# 1st time DIY: How do you remove enamel from copper wires?



## vincentvdn

I'm attempting to solder a new plug onto my old ES7. After stripping the cable, I get 3 colored wires. I untwist these one by one and cut off the fibers. How am I supposed to remove the colored coating from the wires??
   
  I've tried using a lighter but then the copper wires break and/or get dirty
  I've tried scratching it off with a knife, they break
  I've tried using the heat of a little ball of solder on the iron, doesn't work
   
  Will sandpaper finally do the trick, or is there an easier/other way? My cable is getting short...


----------



## iamthecheese

Wire Stripper, just go to any hardware store and they'll have a selection of atleast 3 different ones. Pick one that will work with the gauge of the wire you are using.


----------



## nikongod

Quote: 





iamthecheese said:


> Wire Stripper, just go to any hardware store and they'll have a selection of atleast 3 different ones.
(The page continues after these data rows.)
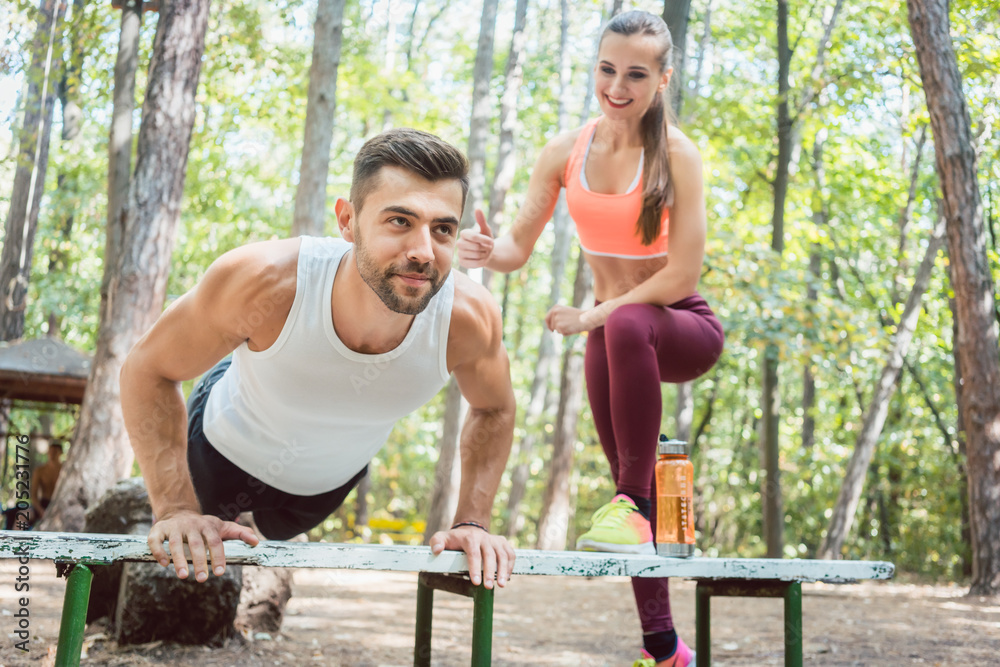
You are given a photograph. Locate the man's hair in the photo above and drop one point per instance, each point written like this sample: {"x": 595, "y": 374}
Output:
{"x": 419, "y": 152}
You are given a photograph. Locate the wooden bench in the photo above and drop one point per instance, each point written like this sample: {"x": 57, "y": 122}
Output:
{"x": 75, "y": 553}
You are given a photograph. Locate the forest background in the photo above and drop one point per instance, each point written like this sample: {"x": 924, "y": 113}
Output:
{"x": 823, "y": 305}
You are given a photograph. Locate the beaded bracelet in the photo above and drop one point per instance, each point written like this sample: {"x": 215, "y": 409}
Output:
{"x": 470, "y": 523}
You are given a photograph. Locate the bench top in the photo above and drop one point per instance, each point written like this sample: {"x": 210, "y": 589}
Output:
{"x": 101, "y": 548}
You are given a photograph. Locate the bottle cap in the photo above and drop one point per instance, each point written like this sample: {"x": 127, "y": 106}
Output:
{"x": 672, "y": 446}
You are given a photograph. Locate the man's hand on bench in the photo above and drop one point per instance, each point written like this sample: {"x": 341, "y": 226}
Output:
{"x": 491, "y": 558}
{"x": 199, "y": 533}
Pick one that will work with the gauge of the wire you are using.


 

 They are enameled strands, not a big bundle in a PVC/teflon sheath. 
   
  I usually have good luck with a knife.
  Others have suggested acetone (nail-polish remover) or other less friendly chemicals. Just take appropriate cautions with whatever you use.


----------



## zammykoo

Quote: 





vincentvdn said:


> I've tried using a lighter but then the copper wires break and/or get dirty
> I've tried scratching it off with a knife, they break
> I've tried using the heat of a little ball of solder on the iron, doesn't work


 
   
  Wow, how thick is this enamel?? Usually burning with a lighter works great for me, if it gets dirty just use some steel wool to clean it off afterwards. I think this method is the quickest without risking cutting the wires (as using a knife).


----------



## HiFi1972

I simply run them through a ball of solder (25w at least) which tins the wires at the same time.


----------



## zammykoo

Quote: 





hifi1972 said:


> I simply run them through a ball of solder (25w at least) which tins the wires at the same time.


 


  OP said this didn't work for him. Maybe his iron isn't hot enough?


----------



## PinkysBrain

When replugging my  CX300 I used the hot solder iron to scratch it off. Even if I didn't get all the paint off, it was enough.
   
  I also read in some recabling guide that you can use aspirin together with a solderin iron. The acid that is produced when burning the tablet (ventilate your room!) should help getting the paint off. Haven't tried it myself though as I didn't need to.


----------



## vincentvdn

Eureka! I tried again with the blob of solder, it kind of worked but not 100%. Anyway I get sound out of both sides so I'm happy 
  Probably the worst soldering job in the world though. Here's the end result:


----------



## zammykoo

Quote: 





vincentvdn said:


> Eureka! I tried again with the blob of solder, it kind of worked but not 100%. Anyway I get sound out of both sides so I'm happy
> Probably the worst soldering job in the world though. Here's the end result:


 


  You should have posted pics of the solder job


----------



## Uncle Erik

I'm a big fan of acetone/nail polish remover and mineral spirits. I always have some around for woodwork, so I use those to remove enamel.


----------



## FearSC549

Quote: 





uncle erik said:


> I'm a big fan of acetone/nail polish remover and mineral spirits. I always have some around for woodwork, so I use those to remove enamel.


 


  Ahhh, interesting. I will try that later, thanks.


----------



## customNuts

Could you exlain how Uncle Erik? ie just wipe it on the end or dip the wire in a pot of the acetone + mineral spirits?? I'm using clairvoyant cables gold plated copper 28awg.


----------



## Uncle Erik

I usually pour it onto 0000 steel wool and scrub it off the wires. Doesn't take too long. You can also use a cloth or paper towel. It'll take slightly longer, but still comes off. I like the steel wool because it cuts slightly and leaves a rougher surface - better for the solder to fill in and grip. Yeah, a minor thing, but I always have a loaf of steel wool around.


----------



## IPodPJ

A solder pot would probably work the best, but since it's only for a one-off project the other suggestions in here have been good.
  And I doubt your soldering (even if it's your first attempt) would be as bad as some that we've seen around here.


----------



## 3602

I've heard about using _molten_ rosin to sorta corrode/dissolve the enamel.
  I myself never found the need of doing anything special to enamel wires. Then again, I have a 40W iron.


----------